UrbanWomen – Aku Yuyun, 26 tahun, karyawan swasta, di Jakarta. Pengalaman hubunganku yang sebelumnya mengajarkan, bahwa betapa pentingnya memiliki pacar yang bisa diajak berkembang bersama. Dia adalah seorang laki-laki yang selalu merasa insecure. Dia memang sempat bercerita jika dia pernah memilih mengakhiri hubungan karena merasa insecure atas pencapaian mantannya tersebut. Dari kecil, pacarku ini memang sangat dimanja oleh kedua orangtuanya.

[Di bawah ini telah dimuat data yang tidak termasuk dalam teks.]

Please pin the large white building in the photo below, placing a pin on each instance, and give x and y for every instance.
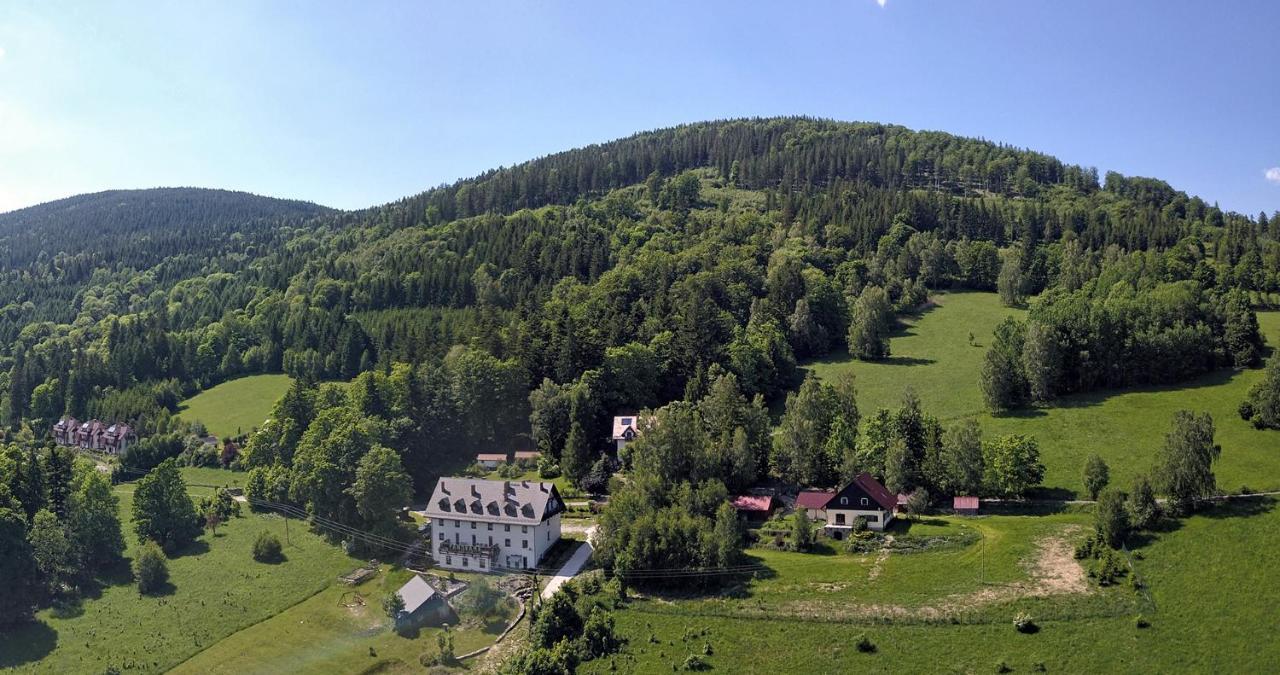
(483, 525)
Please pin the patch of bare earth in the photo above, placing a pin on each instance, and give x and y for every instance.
(1052, 571)
(880, 559)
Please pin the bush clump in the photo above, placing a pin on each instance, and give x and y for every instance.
(1024, 623)
(266, 548)
(151, 569)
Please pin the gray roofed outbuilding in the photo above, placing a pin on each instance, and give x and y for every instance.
(416, 593)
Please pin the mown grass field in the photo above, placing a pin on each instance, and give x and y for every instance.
(216, 589)
(237, 406)
(1127, 428)
(1211, 610)
(321, 634)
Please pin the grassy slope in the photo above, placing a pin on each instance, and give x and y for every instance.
(321, 635)
(1127, 428)
(236, 406)
(1208, 577)
(216, 589)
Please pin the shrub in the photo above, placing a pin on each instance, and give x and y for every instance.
(1110, 568)
(1024, 623)
(695, 662)
(266, 548)
(151, 569)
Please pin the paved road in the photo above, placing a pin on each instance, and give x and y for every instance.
(571, 568)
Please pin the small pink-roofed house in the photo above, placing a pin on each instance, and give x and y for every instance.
(754, 507)
(492, 460)
(965, 506)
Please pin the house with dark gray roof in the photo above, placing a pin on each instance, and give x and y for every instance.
(493, 525)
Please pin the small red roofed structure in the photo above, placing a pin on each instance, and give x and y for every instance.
(492, 460)
(754, 507)
(967, 506)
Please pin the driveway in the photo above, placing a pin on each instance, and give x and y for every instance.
(571, 568)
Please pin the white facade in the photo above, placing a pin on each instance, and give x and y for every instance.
(472, 541)
(493, 525)
(844, 519)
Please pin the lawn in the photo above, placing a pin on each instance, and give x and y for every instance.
(321, 634)
(1212, 609)
(216, 589)
(1127, 428)
(237, 406)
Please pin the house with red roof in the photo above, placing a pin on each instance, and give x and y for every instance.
(865, 498)
(965, 506)
(754, 507)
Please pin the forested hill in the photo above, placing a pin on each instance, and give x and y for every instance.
(612, 277)
(58, 255)
(131, 223)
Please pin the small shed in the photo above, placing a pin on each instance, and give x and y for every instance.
(965, 506)
(423, 605)
(814, 502)
(754, 507)
(490, 460)
(528, 456)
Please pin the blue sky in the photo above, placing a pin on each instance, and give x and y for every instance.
(352, 108)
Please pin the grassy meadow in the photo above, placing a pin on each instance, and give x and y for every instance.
(321, 634)
(215, 589)
(1210, 602)
(1127, 428)
(237, 406)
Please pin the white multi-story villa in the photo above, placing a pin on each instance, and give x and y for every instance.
(483, 525)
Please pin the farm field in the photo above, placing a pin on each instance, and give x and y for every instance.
(216, 589)
(321, 634)
(769, 624)
(1127, 428)
(237, 406)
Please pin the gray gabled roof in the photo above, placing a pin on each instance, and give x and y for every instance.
(525, 502)
(415, 593)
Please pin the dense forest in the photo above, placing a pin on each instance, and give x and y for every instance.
(696, 265)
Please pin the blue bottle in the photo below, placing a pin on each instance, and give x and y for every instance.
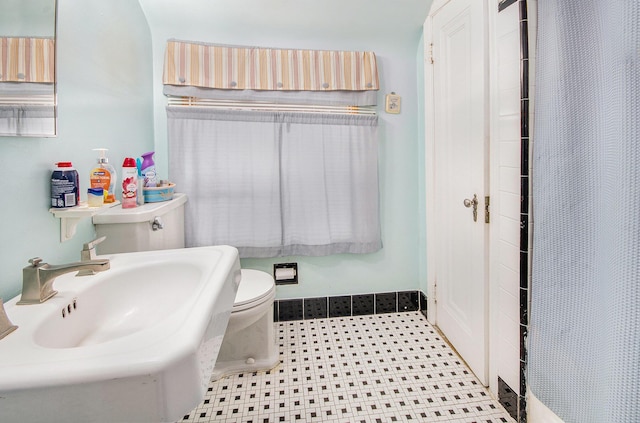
(65, 186)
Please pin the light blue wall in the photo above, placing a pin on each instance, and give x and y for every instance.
(104, 98)
(394, 34)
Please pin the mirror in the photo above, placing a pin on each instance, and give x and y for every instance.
(27, 68)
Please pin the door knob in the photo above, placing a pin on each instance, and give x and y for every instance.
(472, 203)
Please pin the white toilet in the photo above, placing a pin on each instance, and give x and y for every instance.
(249, 342)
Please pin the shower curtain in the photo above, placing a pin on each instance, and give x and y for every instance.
(277, 183)
(584, 341)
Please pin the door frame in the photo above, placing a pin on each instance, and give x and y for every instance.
(430, 182)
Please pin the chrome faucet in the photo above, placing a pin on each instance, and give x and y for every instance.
(37, 279)
(6, 327)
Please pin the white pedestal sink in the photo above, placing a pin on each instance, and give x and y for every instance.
(136, 343)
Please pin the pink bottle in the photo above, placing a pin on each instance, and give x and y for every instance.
(129, 183)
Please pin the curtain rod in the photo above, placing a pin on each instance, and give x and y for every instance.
(258, 106)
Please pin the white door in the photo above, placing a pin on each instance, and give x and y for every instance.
(460, 180)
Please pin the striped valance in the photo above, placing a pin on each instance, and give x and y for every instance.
(252, 68)
(27, 59)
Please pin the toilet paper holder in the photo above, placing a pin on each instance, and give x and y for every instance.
(285, 273)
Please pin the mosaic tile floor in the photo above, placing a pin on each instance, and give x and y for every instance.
(374, 368)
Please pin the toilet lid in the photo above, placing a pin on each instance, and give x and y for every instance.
(254, 286)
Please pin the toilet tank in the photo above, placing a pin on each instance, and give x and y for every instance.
(152, 226)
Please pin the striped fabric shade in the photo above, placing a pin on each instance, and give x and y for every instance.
(252, 68)
(27, 59)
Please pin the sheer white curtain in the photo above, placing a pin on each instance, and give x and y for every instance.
(274, 183)
(584, 355)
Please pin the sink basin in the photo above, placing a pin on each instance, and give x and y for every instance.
(136, 343)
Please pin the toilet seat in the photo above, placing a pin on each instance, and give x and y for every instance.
(255, 288)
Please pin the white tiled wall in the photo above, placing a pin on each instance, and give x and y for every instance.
(507, 214)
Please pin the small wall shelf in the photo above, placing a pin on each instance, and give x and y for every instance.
(70, 217)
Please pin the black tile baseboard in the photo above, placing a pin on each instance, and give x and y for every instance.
(508, 398)
(349, 305)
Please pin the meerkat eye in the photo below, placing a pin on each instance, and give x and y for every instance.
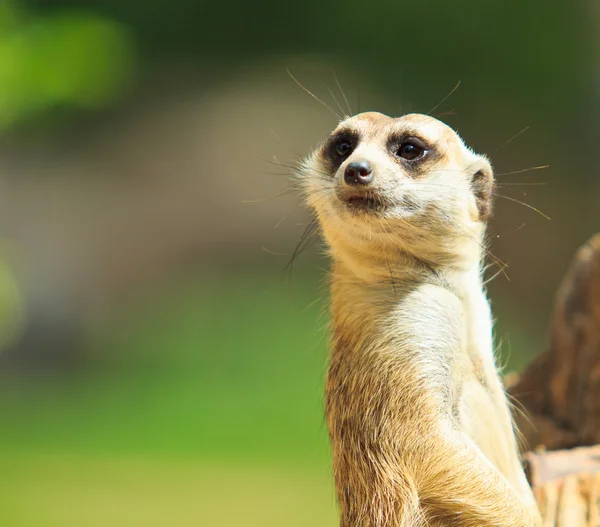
(343, 148)
(410, 151)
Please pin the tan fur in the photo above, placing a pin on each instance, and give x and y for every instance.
(419, 422)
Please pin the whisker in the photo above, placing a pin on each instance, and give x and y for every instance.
(540, 167)
(524, 204)
(444, 99)
(307, 239)
(343, 94)
(342, 111)
(313, 95)
(513, 138)
(510, 232)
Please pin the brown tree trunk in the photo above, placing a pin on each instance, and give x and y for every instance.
(560, 393)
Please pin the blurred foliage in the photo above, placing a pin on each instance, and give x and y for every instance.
(528, 54)
(64, 59)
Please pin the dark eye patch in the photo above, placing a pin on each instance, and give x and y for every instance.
(411, 150)
(339, 147)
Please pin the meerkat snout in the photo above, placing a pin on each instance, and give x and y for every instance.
(358, 173)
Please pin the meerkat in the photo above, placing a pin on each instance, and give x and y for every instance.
(419, 422)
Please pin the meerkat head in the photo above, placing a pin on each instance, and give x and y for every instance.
(383, 187)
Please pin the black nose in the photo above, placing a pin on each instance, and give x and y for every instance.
(359, 173)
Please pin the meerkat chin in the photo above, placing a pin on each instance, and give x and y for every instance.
(419, 422)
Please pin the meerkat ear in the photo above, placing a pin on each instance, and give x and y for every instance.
(482, 184)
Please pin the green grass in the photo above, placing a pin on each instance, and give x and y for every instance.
(203, 406)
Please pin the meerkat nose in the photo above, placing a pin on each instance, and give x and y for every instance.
(358, 173)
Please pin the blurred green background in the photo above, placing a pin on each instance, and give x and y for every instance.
(158, 365)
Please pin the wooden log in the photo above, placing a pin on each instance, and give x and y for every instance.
(560, 396)
(566, 484)
(561, 388)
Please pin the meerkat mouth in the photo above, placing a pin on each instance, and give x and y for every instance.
(364, 203)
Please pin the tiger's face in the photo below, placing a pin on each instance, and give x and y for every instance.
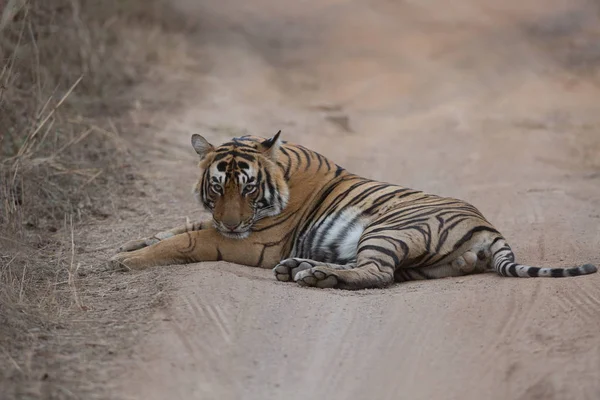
(240, 183)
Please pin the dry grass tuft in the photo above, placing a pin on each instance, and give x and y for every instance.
(67, 73)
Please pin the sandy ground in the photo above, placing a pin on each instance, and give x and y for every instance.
(495, 104)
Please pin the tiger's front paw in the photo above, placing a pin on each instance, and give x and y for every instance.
(321, 277)
(287, 269)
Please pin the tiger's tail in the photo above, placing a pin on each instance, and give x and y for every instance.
(503, 262)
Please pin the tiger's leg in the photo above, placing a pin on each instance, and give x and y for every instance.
(376, 262)
(149, 241)
(287, 269)
(203, 245)
(470, 262)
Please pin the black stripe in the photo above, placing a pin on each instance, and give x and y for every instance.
(557, 272)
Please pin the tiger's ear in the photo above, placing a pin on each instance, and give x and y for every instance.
(270, 147)
(201, 145)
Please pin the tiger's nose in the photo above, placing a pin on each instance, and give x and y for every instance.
(230, 225)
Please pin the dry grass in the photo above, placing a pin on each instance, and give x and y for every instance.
(67, 69)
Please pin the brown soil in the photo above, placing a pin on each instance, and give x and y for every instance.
(494, 104)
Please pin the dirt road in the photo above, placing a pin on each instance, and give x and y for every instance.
(495, 104)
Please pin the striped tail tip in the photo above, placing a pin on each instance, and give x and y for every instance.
(525, 271)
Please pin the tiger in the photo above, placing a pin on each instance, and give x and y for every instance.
(282, 206)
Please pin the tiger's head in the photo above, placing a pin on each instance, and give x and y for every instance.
(240, 182)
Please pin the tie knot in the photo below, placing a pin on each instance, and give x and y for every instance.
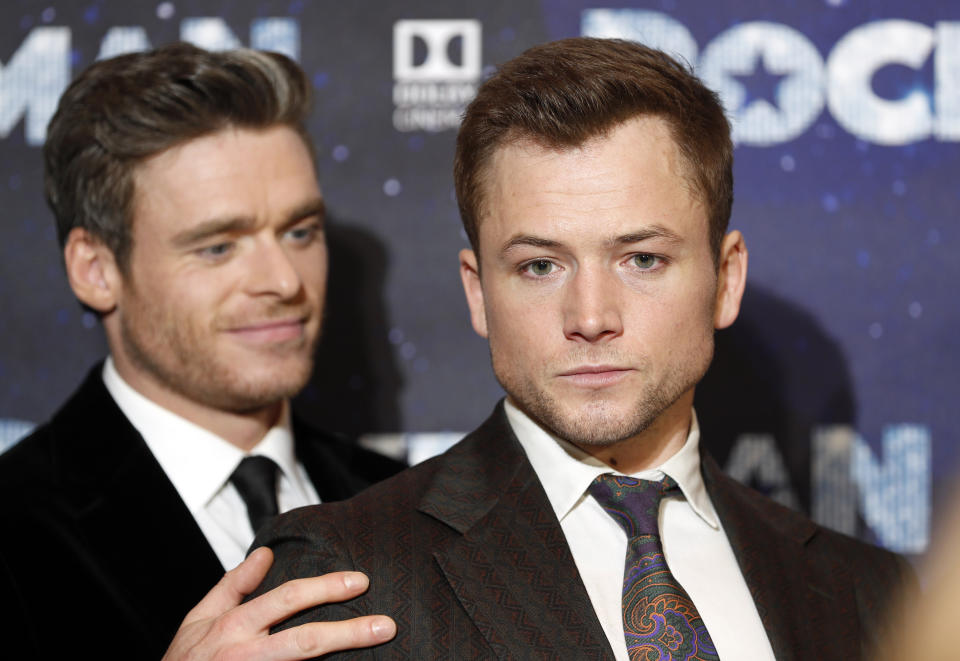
(634, 504)
(255, 479)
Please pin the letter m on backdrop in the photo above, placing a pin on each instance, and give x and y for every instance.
(32, 80)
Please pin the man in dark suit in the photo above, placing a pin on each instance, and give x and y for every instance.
(191, 221)
(582, 520)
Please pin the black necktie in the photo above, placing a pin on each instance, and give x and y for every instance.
(256, 481)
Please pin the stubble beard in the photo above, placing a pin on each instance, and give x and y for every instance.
(174, 355)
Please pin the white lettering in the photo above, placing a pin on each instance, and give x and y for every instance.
(850, 68)
(32, 81)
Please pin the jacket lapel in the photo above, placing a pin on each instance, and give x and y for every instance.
(510, 566)
(802, 600)
(138, 534)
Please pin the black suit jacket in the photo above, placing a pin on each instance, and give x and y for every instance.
(465, 552)
(99, 556)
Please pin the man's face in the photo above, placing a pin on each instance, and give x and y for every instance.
(222, 301)
(597, 291)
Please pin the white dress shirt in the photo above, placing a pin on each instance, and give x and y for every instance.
(694, 544)
(199, 464)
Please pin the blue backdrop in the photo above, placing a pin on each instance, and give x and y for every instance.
(831, 392)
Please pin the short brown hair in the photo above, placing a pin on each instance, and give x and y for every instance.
(123, 110)
(562, 93)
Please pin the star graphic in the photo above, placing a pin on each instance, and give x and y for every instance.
(760, 84)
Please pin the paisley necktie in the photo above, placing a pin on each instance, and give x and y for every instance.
(660, 622)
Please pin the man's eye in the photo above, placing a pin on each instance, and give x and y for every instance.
(540, 267)
(303, 234)
(216, 250)
(644, 262)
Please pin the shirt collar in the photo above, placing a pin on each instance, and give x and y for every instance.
(566, 471)
(197, 461)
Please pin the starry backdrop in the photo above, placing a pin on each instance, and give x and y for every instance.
(850, 314)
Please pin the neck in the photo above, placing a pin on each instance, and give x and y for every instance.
(651, 447)
(242, 429)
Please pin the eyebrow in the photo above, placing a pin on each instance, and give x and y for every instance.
(237, 224)
(652, 232)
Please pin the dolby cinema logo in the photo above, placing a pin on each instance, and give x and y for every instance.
(436, 69)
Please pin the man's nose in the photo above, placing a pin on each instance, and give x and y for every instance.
(272, 272)
(592, 306)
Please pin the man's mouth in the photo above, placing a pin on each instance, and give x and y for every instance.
(273, 331)
(595, 376)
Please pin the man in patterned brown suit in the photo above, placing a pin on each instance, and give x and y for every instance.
(595, 183)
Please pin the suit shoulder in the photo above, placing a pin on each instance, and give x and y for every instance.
(30, 464)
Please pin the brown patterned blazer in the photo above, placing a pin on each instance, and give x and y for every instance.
(466, 554)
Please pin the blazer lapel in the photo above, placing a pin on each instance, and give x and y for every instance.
(800, 598)
(510, 566)
(140, 536)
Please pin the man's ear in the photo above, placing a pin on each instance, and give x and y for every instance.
(470, 275)
(732, 279)
(92, 271)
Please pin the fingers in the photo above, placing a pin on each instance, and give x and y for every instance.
(318, 638)
(233, 586)
(296, 595)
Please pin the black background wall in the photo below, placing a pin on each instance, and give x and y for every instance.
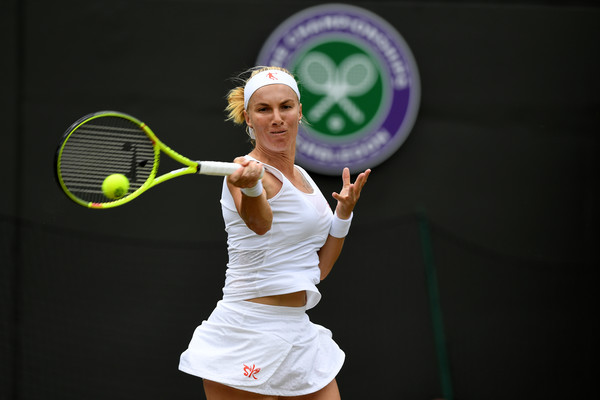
(498, 176)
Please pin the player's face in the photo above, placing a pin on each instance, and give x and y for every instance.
(274, 113)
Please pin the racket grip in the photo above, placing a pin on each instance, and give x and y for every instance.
(217, 168)
(220, 168)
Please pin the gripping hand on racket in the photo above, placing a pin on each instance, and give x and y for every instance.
(250, 198)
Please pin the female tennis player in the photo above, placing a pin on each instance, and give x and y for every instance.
(283, 239)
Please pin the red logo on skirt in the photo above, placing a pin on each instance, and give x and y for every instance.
(251, 372)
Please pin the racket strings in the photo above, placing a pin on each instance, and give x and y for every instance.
(101, 147)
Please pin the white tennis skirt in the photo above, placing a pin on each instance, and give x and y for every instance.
(263, 349)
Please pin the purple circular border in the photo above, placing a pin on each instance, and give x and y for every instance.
(405, 101)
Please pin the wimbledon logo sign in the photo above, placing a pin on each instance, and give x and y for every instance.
(359, 85)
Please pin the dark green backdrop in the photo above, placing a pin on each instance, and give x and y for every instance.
(501, 163)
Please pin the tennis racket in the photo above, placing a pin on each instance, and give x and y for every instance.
(109, 142)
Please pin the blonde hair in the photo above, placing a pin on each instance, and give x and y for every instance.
(235, 97)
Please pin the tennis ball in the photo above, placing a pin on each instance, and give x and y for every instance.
(115, 186)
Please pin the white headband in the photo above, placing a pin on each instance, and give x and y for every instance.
(268, 77)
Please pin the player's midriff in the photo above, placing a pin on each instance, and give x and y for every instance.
(296, 299)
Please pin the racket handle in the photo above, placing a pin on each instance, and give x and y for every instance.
(219, 168)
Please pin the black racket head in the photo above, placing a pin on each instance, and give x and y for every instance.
(99, 145)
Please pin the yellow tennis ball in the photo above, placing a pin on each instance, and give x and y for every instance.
(115, 186)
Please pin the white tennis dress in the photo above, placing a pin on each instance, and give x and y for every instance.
(260, 348)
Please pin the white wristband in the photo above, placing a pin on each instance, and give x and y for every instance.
(340, 227)
(254, 191)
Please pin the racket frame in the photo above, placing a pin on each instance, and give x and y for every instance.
(191, 167)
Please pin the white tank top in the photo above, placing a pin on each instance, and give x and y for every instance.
(284, 260)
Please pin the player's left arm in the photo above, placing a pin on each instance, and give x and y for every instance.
(346, 201)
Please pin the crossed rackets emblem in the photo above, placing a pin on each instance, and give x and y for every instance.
(354, 77)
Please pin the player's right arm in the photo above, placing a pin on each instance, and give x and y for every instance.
(254, 210)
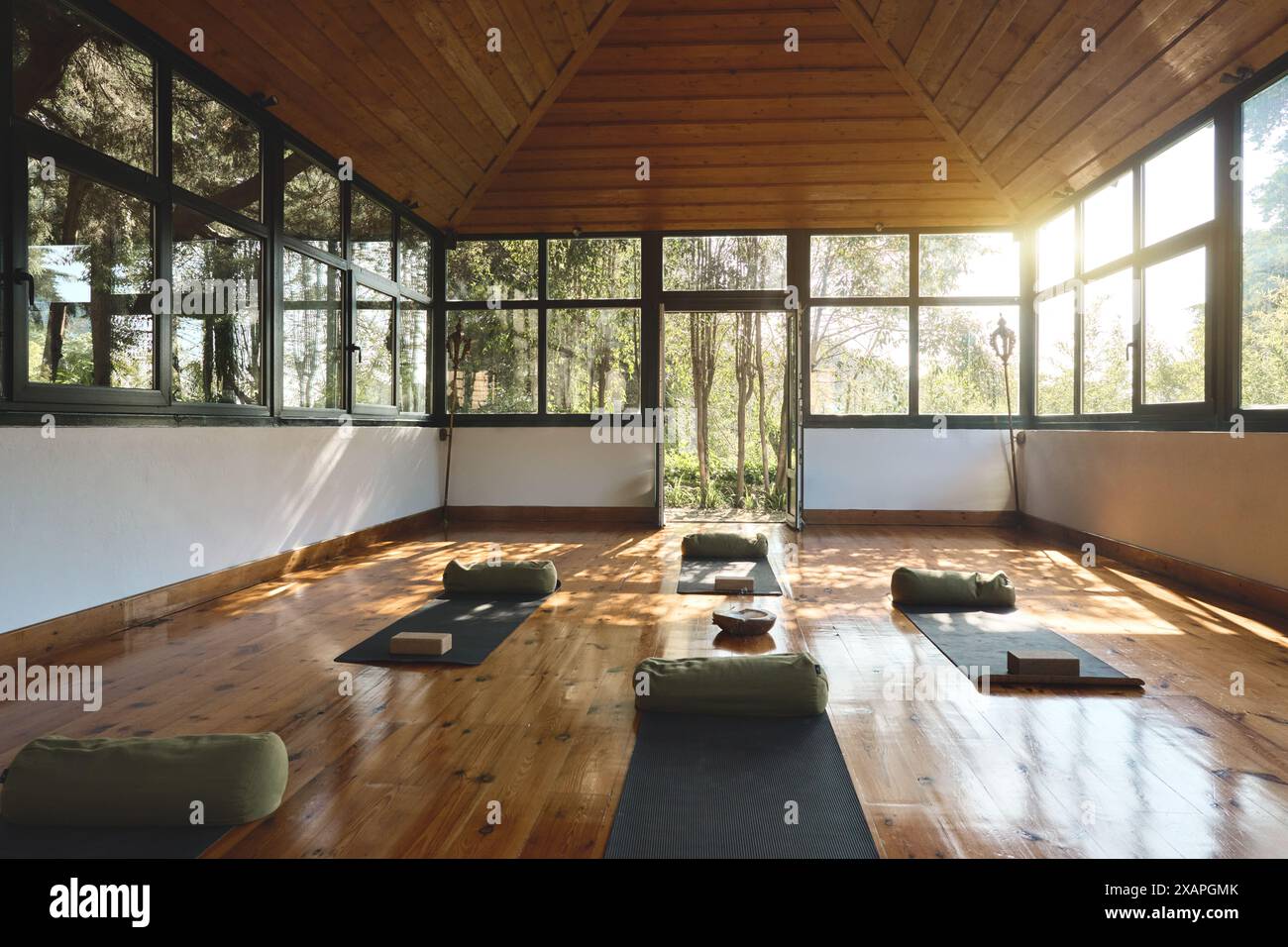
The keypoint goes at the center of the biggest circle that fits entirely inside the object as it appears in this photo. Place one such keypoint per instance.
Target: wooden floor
(408, 764)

Mulai dari memilih jurusan kuliah sampai dengan pekerjaan, semuanya atas campur tangan kedua orang tuanya. Akhirnya, pacarku ini tumbuh menjadi anak yang tidak bisa memilih jalannya sendiri. Berbeda denganku yang memiliki ambisi, dan selalu memiliki target kedepannya mau seperti apa. Bahkan, aku memiliki target selanjutnya mau bekerja di perusahaan mana.
Dia mulai posesif, khawatir aku bertemu dengan seorang pria yang lebih pintar darinya di tempatku bekerja. Pacarku ini juga suka sekali mengeluh tentang lingkungannya. Dia bercerita banyak yang merendahkan performa kerjanya. Dia dibilang tidak bisa apa-apa dan lain sebagainya. Sebetulnya di awal aku sempat berpikir betapa tega lingkungan pekerjaannya yang memperlakukannya seperti itu. Dan aku perhatikan dia sering sekali mendapatkan lingkungan pekerjaan yang seperti itu, toxic.
Tapi, setelah aku menjalani hubungan dengannya beberapa tahun aku semakin mengerti bahwa yang merendahkan dirinya adalah dirinya sendiri. Dia sering bilang jika dirinya tidak punya keahlian apapun. Aku sudah melakukan berbagai cara supaya dia tidak lagi insecure, salah satunya dengan memberikan dukungan meyakinkan bahwa dia memiliki banyak keahlian. Tapi tetap saja tidak bisa.
Kami sering bertengkar, karena dia tak bisa diandalkan. Dia juga selalu membandingkan dirinya dengan diriku yang lebih memiliki banyak pencapaian. Padahal, aku tidak pernah melakukan hal seperti itu. Aku ingin menumbuhkan motivasi untuknya. Tapi dia malah berpikir sebaliknya. Akhirnya, dia selalu menyalahkan diri sendiri tiap kali tidak bisa melakukan sesuatu.
Aku saat itu merasa bodoh, karena aku tidak ingin dia merasa insecure lagi dengan pencapaianku, aku rela menolak bekerja di sebuah perusahaan yang sudah lama aku impikan. Aku takut, jika aku memiliki karir yang jauh lebih baik dari dirinya, dia akan bertambah insecure. Dengan berat hati, aku menolak tawaran tersebut.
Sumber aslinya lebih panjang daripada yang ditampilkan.